What is meant by trauma?
The term “trauma” derives from the Greek and means “wound”. It can be defined as a psychological response to an event or a series of highly stressful or distressing events, which exceed the individual’s ability to face you.
These traumatic events They may include accidents, physical or emotional violence, natural catastrophes, wars, and other situations that threaten the life or psychological life or integrity of the individual.
A definition that reflects the current understanding of trauma as a complex phenomenon that involves a wide range of emotional and physical reactions, and underlines the importance of the context in which the traumatic event and the subjective perception of the individual occurs.
A definition in line also with what is reported by the World Health Organization (WHO, 2013): “The trauma derives from an event, a series of events or a set of circumstances that is experienced by an individual as physically or emotionally harmful or potentially lethal and that has long -lasting negative effects on the functioning and mental, physical, social, emotional or spiritual well -being of the“.
Symptoms related to a traumatic experience
The symptoms of antraumatic experience They may vary widely from person to person.
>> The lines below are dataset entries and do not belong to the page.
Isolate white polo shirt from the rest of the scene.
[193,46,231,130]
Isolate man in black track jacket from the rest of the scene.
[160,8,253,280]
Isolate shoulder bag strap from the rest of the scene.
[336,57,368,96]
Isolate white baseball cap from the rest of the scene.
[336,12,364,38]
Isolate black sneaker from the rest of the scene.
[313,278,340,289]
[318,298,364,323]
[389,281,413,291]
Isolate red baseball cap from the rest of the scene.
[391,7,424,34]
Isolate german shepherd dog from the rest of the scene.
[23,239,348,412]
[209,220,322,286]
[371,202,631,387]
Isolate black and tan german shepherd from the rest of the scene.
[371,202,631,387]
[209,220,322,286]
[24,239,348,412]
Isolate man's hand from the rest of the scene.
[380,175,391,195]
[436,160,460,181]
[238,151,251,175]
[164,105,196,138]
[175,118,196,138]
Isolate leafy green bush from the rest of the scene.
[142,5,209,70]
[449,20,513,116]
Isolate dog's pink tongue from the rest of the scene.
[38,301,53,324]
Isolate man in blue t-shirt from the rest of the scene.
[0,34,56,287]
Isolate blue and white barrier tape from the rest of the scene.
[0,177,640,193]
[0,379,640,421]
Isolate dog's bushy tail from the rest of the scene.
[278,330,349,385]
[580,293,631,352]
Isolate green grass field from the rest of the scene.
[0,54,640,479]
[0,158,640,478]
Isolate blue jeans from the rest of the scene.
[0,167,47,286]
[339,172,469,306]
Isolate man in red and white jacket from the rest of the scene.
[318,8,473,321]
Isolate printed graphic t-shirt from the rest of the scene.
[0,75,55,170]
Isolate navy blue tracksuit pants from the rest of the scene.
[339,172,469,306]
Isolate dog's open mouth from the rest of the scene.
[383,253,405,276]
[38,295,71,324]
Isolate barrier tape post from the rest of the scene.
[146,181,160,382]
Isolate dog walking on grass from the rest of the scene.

However, it is possible to recognize some typically experienced by most people.
These can be of various kinds: emotional, cognitive, physical and behavioral (Bulli, 2024):
- Emotional symptoms: The emotions most experienced by people who have undergone a traumatic experience are usually anxiety, fear, sadness, anger, guilt and shame. However, the possibility that there may be emotional level can also be frequent, demonstrating disinterested and emotionally insensitive;
- Cognitive symptoms: mostly distinguished by experiences reactivating the traumatic event or sensations annexed to it (EG, flashbacks, intrusive thoughts). As well as the possible alteration of cognitive functions linked to attentive processes such as concentration and supervision (EG, difficulty concentration, hypervigilance) and memory (EG, recovery of memories, disorientation);
- Physical symptoms: linked to a possible alteration of the normal physiological functions of the individual, in particular of the sleep-wake (EG, insomnia, nightmare rhythm, disturbed sleep) and food (EG, nausea, gastrointestinal and digestive problems). Sensations of tiredness, fatigue, muscle tension, palpitations and tachycardia are also frequent;
- Behavioral symptoms: the behavioral manifestations that can be observed in front of traumatic experiences are multiple and vary very much depending on the function of the person. Among the most common we find: social isolation, exaggerated reactions, changes in their habits, self -destructive behaviors and, last but not least, avoidance.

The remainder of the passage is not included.